Of all the lords of the Old Ones, Cthulhu stands alone and apart, for his is not of the same blood with the others, though his blood mingles with theirs. They use him as a sword and think to distance themselves from his presence when the battle has been won, but he keeps his own counsel well guarded, and none can say what he intends for his kin. When all had fled the poison from the stars, he remained in his house at R’lyeh and dreamed his deep purposes in solitude. The ocean alone contains him, for the stars cannot shackle his mind.
It was because Cthulhu is the greatest of warriors that the magi who are descended from the royal line of Babylon link him with the sphere of Mars, god of war, and none are wiser in the lore of the heavens than the priests of the Tigris. As Mars is the conqueror of all who oppose his will, so too is the dreaming god; as fire, the element loving to Mars, hates the water, so does Cthulhu hate the weight of the ocean above his head that frustrates his purpose. The magi give to him the number square of Mars, having five rows and five columns, each with a sum of sixty-five, and the sum of this square as a whole is 325. They teach that the seal of his name traced upon the square and incised into a plate of iron has power to give victory in battle and protects the warrior from injury by sword or arrow, and that its sight is pleasant to the things that dwell in darkness and are loyal to Cthulhu, who spare the lives of those who bear it. But this last is a lie.
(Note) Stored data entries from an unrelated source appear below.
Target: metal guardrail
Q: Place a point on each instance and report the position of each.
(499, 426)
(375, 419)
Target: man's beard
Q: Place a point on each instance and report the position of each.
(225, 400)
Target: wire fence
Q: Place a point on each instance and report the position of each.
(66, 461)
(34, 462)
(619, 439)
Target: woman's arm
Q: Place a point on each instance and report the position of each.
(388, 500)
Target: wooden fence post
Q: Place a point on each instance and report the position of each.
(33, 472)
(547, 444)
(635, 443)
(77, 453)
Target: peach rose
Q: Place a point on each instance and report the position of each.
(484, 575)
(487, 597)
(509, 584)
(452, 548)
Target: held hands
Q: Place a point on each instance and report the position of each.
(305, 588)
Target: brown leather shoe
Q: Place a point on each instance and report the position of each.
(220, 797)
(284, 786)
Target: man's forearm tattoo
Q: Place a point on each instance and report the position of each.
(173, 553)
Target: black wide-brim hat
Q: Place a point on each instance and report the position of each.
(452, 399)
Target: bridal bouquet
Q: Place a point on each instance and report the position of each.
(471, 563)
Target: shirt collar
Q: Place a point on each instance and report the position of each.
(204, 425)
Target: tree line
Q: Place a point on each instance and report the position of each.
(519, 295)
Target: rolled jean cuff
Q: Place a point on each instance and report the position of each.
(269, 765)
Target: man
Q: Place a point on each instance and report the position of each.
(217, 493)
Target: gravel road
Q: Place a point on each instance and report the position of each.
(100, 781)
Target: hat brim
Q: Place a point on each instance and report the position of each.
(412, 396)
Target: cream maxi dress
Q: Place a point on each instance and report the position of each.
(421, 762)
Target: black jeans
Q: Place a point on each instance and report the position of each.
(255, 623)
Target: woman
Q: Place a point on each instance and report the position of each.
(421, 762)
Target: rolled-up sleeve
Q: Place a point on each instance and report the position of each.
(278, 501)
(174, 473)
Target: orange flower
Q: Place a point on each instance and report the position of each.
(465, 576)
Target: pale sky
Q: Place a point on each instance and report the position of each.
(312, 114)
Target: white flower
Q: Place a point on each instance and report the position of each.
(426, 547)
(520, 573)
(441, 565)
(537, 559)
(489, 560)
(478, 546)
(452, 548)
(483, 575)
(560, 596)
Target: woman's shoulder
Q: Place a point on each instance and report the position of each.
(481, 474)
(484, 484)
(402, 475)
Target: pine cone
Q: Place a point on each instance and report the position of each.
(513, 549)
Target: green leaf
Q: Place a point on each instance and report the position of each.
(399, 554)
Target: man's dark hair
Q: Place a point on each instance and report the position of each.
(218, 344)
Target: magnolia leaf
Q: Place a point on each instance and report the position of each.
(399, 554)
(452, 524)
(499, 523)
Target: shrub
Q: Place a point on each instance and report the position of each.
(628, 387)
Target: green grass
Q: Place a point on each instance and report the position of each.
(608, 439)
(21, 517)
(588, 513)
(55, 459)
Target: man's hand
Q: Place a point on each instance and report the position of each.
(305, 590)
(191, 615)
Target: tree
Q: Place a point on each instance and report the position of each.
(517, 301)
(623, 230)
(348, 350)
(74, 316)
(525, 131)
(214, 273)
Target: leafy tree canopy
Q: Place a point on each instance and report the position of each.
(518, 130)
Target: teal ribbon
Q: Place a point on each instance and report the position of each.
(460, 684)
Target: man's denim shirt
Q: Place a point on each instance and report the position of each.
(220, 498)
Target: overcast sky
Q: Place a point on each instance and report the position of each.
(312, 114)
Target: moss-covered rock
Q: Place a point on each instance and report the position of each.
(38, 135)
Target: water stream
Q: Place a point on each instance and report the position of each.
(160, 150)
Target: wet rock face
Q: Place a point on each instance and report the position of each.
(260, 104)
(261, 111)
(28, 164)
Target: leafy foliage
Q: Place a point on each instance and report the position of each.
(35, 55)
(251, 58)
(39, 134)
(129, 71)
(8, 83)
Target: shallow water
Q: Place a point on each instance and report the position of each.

here is a cause why the flute plays so prominent a role in the cults that worship the Old Ones in the dark places and hidden caves, away from the ears of common men. At the seething and fiery center of all, Azathoth sits upon his ebon throne within his halls of darkness that no man has seen and survived the vision. He is both blind and bereft of mind, but unceasingly he pipes upon his reed flute, and the pearling notes that rise and fall in measured patterns are the foundation of all the worlds. These notes are more than music, they are numbers. Azathoth ever calculates in sound the structure of space and time. Were his flute to suddenly fall silent, all the spheres would shatter into one another and the myriads of worlds would be unmade and as they were before the creation.